岩場でも、特に危険な場所があります。事前に見分けられると転倒防止につながります。
苔が生えている岩
緑色の苔が生えている岩は、非常に滑りやすいです。見た目以上に滑るため、できるだけ踏まないようにするのが安全です。
水が流れている岩
水が流れている場所は摩擦がほとんどなく、非常に危険です。特に川辺では、濡れている岩の上に砂が乗ることでさらに滑りやすくなります。
小さく動く岩
軽く踏んだときに揺れる岩は危険です。ぐらつく岩は体重をかけると動くため、避けて歩くようにしましょう。
子どもや初心者がいるキャンプでの注意点
家族キャンプでは、子どもが岩場で転ぶケースも多いです。大人以上に注意が必要になります。
走らないルールを作る
岩場では走ると転倒しやすくなります。
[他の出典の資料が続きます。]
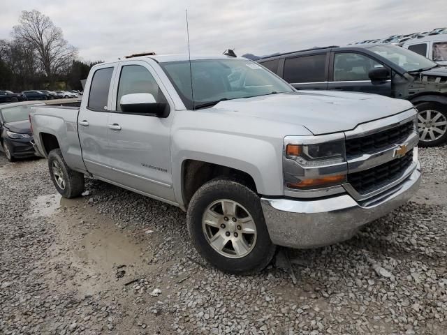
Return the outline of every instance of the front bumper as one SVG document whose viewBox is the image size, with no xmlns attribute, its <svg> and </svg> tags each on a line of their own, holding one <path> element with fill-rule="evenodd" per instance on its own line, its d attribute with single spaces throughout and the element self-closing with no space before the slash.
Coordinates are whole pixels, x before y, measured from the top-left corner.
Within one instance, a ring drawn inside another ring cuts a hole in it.
<svg viewBox="0 0 447 335">
<path fill-rule="evenodd" d="M 262 198 L 261 204 L 272 241 L 297 248 L 315 248 L 345 241 L 362 225 L 408 201 L 420 183 L 418 169 L 388 195 L 369 207 L 362 207 L 343 194 L 320 200 Z"/>
</svg>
子どもには岩場では走らないルールを事前に伝えておくことが大切です。
危険な場所は近づかない
川辺や急な岩場など、危険な場所は立ち入りを制限することも必要です。
大人が先にルート確認する
岩場を移動する場合は、大人が先に安全なルートを確認すると安心です。
雨の日や朝露がある日の岩場対策

雨や湿度の高い日は、岩場の危険度が一気に上がります。
特に注意すべきタイミングは次の通りです。
・雨上がり
・朝露が残る時間
・川の水量が多いとき
こうした状況では、無理に岩場へ近づかない判断も重要です。安全第一で行動しましょう。
転倒してしまった場合の応急対応
万が一転倒してしまった場合は、落ち着いて対応することが重要です。
無理に立ち上がらない
強く転んだ場合、すぐに立ち上がると症状が悪化する可能性があります。まずは体の状態を確認しましょう。
出血がある場合
出血がある場合は
・清潔な布で圧迫
・消毒
・ガーゼで保護
といった基本的な応急処置を行います。
強い痛みがある場合
捻挫や骨折の可能性もあります。痛みが強い場合は無理に動かず、安全な場所へ移動して休むことが大切です。
岩場の転倒防止は事前準備が重要

岩場での転倒は、装備や知識があれば防げるケースが多いです。特に以下のポイントを意識すると安全性が高まります。
・滑りにくいシューズを履く
・小さな歩幅で歩く
・三点支持を意識する
・苔や濡れた岩を避ける
・夜はヘッドライトを使用する
キャンプでは自然の地形を楽しむことが魅力ですが、その分リスクもあります。安全対策をしっかり行うことで、安心してアウトドアを楽しむことができます。
岩場が多いキャンプ場へ行く予定がある場合は、今回紹介した転倒防止のポイントをぜひ意識してみてください。安全な行動が、快適なキャンプ体験につながります。